23. “Precedeua vn bellissimo Stendardo bianco, nel quale come in campo di
Gigli fra diuersi groppi di Angioletti si vedeua la nostra Santa Vergine . . . della nostra
Confraternità . . . il Confalone . . . con la statua nel mezo della Santissima Vergine con
la pacienza in mano” (Tomada 20) (“a beautiful white standard was at the head of the
procession, in which in a field of lilies among groups of angels one could see the Virgin
with a scapular in her hand”).
24. Translation:
The streets and windows where the procession passed appeared to be all
adorned with Flemish tapestries, silk carpets, and many painting of excellent
workmanship, so that one could well see how many treasures Venice
preserves within its boundaries. Moreover, the crowds of people along the
route were so great that the large piazzas, the many streets, the windows of
the houses, and the palazzi were not capable of containing them, and you
could see them even on the rooftops.
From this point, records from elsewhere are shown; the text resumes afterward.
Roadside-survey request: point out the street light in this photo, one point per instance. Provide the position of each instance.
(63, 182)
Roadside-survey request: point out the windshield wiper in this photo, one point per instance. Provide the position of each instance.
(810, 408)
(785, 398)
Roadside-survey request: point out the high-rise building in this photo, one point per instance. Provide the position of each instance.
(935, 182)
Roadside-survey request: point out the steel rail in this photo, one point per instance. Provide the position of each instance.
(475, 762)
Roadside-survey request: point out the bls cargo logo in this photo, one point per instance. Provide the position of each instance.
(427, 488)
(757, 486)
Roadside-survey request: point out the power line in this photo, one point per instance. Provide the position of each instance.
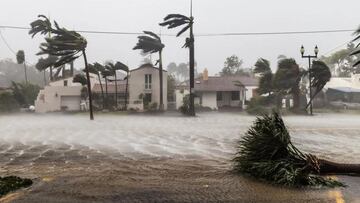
(204, 34)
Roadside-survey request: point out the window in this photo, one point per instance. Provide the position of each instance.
(235, 95)
(219, 96)
(148, 80)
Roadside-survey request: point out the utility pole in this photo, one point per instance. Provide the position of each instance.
(309, 57)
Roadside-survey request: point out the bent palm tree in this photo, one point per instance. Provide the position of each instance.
(151, 43)
(67, 45)
(357, 49)
(176, 20)
(266, 152)
(96, 69)
(106, 73)
(125, 68)
(320, 75)
(20, 58)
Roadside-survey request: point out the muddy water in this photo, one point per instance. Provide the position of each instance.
(163, 158)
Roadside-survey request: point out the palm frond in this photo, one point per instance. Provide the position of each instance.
(266, 152)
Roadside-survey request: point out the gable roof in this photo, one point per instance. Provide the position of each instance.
(222, 83)
(146, 65)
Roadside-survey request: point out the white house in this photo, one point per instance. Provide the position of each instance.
(60, 95)
(144, 87)
(219, 91)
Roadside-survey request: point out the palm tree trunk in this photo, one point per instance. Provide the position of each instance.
(88, 86)
(51, 78)
(25, 72)
(102, 90)
(107, 95)
(44, 78)
(161, 105)
(192, 63)
(126, 89)
(328, 167)
(115, 91)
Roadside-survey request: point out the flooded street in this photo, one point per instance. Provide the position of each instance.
(167, 158)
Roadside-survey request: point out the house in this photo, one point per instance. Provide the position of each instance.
(219, 91)
(144, 87)
(143, 91)
(60, 95)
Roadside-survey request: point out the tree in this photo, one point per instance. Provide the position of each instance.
(320, 75)
(357, 49)
(20, 58)
(67, 45)
(124, 68)
(177, 20)
(262, 67)
(110, 66)
(151, 43)
(287, 79)
(96, 69)
(266, 152)
(232, 66)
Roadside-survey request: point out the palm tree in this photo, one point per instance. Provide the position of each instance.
(176, 20)
(262, 67)
(125, 68)
(151, 43)
(96, 69)
(106, 73)
(112, 68)
(357, 49)
(67, 45)
(20, 58)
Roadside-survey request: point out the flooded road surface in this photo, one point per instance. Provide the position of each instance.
(163, 158)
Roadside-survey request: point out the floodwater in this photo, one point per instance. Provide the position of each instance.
(162, 158)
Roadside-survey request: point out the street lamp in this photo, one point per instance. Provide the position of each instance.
(316, 51)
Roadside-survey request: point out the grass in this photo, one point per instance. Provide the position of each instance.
(12, 183)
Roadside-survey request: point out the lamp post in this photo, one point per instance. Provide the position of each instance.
(309, 57)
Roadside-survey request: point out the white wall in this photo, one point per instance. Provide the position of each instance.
(209, 100)
(137, 86)
(249, 92)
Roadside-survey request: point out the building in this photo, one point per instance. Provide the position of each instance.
(144, 87)
(61, 95)
(143, 92)
(219, 91)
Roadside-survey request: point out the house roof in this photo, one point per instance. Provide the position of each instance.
(146, 65)
(224, 83)
(121, 87)
(345, 89)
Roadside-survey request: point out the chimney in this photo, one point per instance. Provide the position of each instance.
(206, 75)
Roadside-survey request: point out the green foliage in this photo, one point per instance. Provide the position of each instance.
(67, 45)
(12, 183)
(267, 153)
(8, 102)
(149, 43)
(20, 57)
(356, 50)
(25, 93)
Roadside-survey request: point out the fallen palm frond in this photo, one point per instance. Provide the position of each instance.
(266, 152)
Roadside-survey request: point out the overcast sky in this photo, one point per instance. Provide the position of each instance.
(210, 17)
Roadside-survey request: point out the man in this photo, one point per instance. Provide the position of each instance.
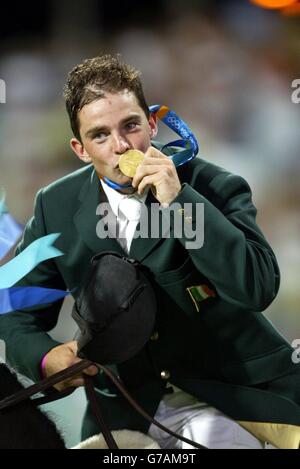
(213, 360)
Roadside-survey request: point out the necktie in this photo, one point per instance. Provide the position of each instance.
(129, 213)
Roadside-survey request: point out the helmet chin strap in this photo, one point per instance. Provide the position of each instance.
(188, 141)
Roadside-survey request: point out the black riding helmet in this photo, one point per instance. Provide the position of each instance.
(115, 309)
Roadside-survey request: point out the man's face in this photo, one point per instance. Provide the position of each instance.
(109, 127)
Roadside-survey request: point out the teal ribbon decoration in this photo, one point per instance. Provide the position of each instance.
(16, 298)
(38, 251)
(10, 230)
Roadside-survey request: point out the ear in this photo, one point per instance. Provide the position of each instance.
(153, 125)
(80, 151)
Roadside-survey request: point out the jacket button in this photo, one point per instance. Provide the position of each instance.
(165, 374)
(154, 336)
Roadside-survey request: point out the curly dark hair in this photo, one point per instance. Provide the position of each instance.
(90, 80)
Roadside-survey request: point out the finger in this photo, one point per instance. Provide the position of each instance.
(154, 153)
(148, 181)
(144, 170)
(75, 382)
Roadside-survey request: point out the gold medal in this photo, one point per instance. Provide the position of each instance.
(129, 162)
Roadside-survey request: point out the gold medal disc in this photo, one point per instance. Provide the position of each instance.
(129, 162)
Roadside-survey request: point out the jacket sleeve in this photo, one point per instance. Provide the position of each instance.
(24, 332)
(234, 256)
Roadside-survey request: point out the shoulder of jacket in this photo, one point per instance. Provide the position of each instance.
(71, 182)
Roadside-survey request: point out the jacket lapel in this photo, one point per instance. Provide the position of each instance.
(88, 222)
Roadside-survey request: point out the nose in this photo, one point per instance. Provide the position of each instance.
(120, 144)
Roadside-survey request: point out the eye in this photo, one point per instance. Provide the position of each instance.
(100, 136)
(132, 125)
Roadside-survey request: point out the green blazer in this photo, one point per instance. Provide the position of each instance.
(218, 347)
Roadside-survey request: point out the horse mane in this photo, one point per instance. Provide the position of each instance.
(24, 426)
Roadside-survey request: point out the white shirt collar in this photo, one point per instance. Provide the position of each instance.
(115, 197)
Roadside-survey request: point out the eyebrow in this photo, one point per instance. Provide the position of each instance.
(98, 129)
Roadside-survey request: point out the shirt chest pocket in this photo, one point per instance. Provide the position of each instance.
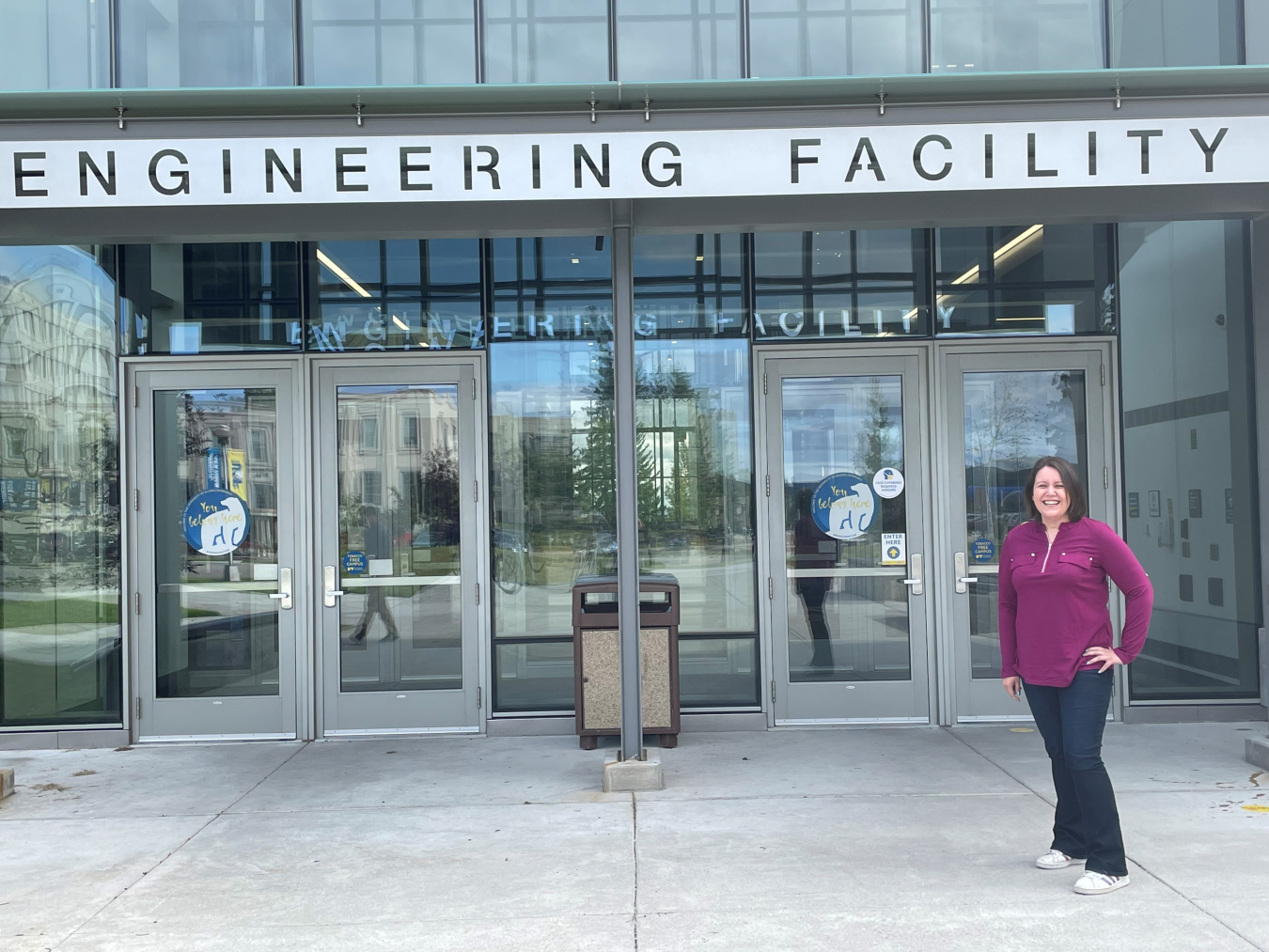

All the canals were crowded with
gondolas, filled with damsels and noblemen. It was, so to speak, endless.
25. Given the importance of relics for the foundation of altars, it is perhaps
noteworthy that nowhere is the church recorded possessing a relic of de’ Pazzi.
26. See especially the major narrative cycles of the late fifteenth century in the
Accademia and in the Scuola Grande di San Giorgio degli Schiavoni. Also, see P. F.
Brown’s Venetian Narrative Painting in the Age of Carpaccio.
27. We should acknowledge some excellent examples of attempts to synthesize
other items with the decorative scheme and function of the altarpiece: Dendy passim;
Nova 177–89; Worthen 707–32; Matile passim.
28. This trend, however, is probably also linked to the increasing demands of
theological orthodoxy in the wake of the Counter-Reformation.